I've read a lot about commit charge and something still is bugging me. On my mac (and probably on linux too), what is the relation between VM size and and Commit memory (windows). I think I fully understand commit after some testing, but in windows it doesn't seem that the amount of virtual memory ever exceeds the swap space + ram. IN OSX (and linux) the VM size seems to almost exceed the size of my harddrive! I'm guessing it either includes shared memory more than once, or it includes allocated but untouched or written to memory. Let's say I make a malloc(2gb) (obviously not like this), is different from actually writing to that entire 2gb.

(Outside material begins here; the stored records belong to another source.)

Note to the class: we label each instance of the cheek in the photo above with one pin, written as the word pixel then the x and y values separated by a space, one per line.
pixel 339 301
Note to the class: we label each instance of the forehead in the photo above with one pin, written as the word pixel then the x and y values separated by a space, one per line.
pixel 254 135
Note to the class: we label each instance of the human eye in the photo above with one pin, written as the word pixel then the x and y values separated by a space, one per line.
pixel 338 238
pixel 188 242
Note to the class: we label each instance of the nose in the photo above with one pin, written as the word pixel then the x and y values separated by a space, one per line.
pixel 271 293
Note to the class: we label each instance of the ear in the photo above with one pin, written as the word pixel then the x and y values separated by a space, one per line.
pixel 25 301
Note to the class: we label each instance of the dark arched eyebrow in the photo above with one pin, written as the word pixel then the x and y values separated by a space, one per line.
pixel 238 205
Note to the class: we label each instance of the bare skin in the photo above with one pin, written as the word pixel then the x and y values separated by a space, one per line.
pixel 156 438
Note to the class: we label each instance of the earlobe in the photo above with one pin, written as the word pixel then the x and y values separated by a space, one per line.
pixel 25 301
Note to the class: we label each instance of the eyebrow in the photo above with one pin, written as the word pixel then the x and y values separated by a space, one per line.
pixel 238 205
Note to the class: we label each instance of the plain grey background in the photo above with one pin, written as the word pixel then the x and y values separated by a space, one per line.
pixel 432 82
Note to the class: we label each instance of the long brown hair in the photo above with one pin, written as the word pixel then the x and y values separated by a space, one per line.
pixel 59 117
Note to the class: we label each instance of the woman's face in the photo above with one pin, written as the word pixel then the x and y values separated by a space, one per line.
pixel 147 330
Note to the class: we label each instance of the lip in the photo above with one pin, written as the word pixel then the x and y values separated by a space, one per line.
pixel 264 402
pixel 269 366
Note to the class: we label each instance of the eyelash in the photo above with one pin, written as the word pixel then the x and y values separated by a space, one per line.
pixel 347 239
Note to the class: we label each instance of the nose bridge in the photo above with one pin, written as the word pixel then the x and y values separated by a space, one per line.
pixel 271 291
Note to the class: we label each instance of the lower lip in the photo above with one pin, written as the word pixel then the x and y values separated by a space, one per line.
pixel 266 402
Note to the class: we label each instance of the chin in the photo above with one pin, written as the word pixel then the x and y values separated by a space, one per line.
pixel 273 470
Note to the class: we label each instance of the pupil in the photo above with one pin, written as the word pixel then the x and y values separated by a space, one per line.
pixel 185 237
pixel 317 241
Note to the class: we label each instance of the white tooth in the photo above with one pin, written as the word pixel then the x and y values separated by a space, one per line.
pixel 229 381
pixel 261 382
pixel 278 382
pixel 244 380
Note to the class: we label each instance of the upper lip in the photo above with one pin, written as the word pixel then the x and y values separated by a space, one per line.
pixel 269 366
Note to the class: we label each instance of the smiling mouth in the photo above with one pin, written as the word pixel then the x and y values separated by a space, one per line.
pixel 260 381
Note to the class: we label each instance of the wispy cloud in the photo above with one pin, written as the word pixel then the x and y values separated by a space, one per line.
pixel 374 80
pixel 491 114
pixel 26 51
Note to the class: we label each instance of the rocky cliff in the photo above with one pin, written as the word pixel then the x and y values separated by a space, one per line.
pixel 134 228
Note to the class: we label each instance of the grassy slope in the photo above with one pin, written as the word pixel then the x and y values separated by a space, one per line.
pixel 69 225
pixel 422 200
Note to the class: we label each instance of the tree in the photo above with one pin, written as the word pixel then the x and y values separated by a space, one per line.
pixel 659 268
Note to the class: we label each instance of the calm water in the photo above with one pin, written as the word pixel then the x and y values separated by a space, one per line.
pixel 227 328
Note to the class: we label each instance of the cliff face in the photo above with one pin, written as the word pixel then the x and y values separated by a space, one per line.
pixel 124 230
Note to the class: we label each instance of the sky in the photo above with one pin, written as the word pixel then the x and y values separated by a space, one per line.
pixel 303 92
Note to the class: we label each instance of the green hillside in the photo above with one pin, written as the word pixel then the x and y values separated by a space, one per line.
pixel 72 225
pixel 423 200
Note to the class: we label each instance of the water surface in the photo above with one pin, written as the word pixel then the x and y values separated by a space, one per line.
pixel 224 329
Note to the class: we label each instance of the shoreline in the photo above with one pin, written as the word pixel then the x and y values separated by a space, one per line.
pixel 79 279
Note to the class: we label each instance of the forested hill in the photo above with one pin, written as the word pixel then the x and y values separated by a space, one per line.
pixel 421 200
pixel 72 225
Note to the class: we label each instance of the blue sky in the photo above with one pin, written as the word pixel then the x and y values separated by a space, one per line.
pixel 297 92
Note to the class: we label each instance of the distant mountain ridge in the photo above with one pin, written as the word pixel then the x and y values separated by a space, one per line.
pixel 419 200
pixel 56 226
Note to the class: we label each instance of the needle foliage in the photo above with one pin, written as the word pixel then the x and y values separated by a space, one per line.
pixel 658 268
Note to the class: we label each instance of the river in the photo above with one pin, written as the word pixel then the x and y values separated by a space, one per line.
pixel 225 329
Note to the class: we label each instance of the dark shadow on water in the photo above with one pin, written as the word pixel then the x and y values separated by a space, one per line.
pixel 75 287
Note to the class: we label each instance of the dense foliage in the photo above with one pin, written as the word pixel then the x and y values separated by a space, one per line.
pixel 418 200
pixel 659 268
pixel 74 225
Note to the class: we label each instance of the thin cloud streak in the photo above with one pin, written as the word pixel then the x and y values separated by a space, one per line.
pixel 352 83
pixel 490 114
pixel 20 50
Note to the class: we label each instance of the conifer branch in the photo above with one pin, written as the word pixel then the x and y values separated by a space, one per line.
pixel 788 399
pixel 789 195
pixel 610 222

So this brings me to my question, what exactly is VM size measuring in OSX and linux. Is it a total of all the malloc calls for example (or total possible VM for instance, including practically 4gb for each process on a 64 bit machine), and how does this compare to the Commit (limit,peak,use) on windows? Does windows not let you allocate more than your swap + ram limit, as OSX and linux do and why?

In the images below you can see that in windows swap + ram equals commit (2gb). In OSX my VM size is over 200gb on a about 200gb harddrive.

windows task manager showing 2gb commit max (I think)

windows control panel showing 1024mb 1(gb) swap plus 1(gb) ram

osx process manager showing over 200gb VM size

Best Answer

VM size is the total amount of address space used by the process. Neither operating system permits you to exceed available RAM+swap with backed VM, but you can with unbacked VM. Essentially, VM size (especially on 64-bit operating systems) is a meaningless measurement. Unbacked virtual memory (virtual memory that doesn't, and can't, require RAM or swap) is essentially free, so there's no reason to care how much of it is being used.

On a 64-bit operating system, you can open a 2GB file read-only and map the entire file into your process address space. That "consumes" 2GB of VM, but doesn't actually require any significant resources at all. And since it's a read-only mapping, it can't ever require swap.

Commit charge measures backed virtual memory, that is virtual memory that could ultimately result in the consumption of physical memory or paging/swap space. The operating system has no idea how much of this memory will ultimately require backing, so it generally won't allow more than RAM+swap to be allocated. (So far as I know, neither Windows nor OSX permit overcommitment of backed virtual memory. Linux does.)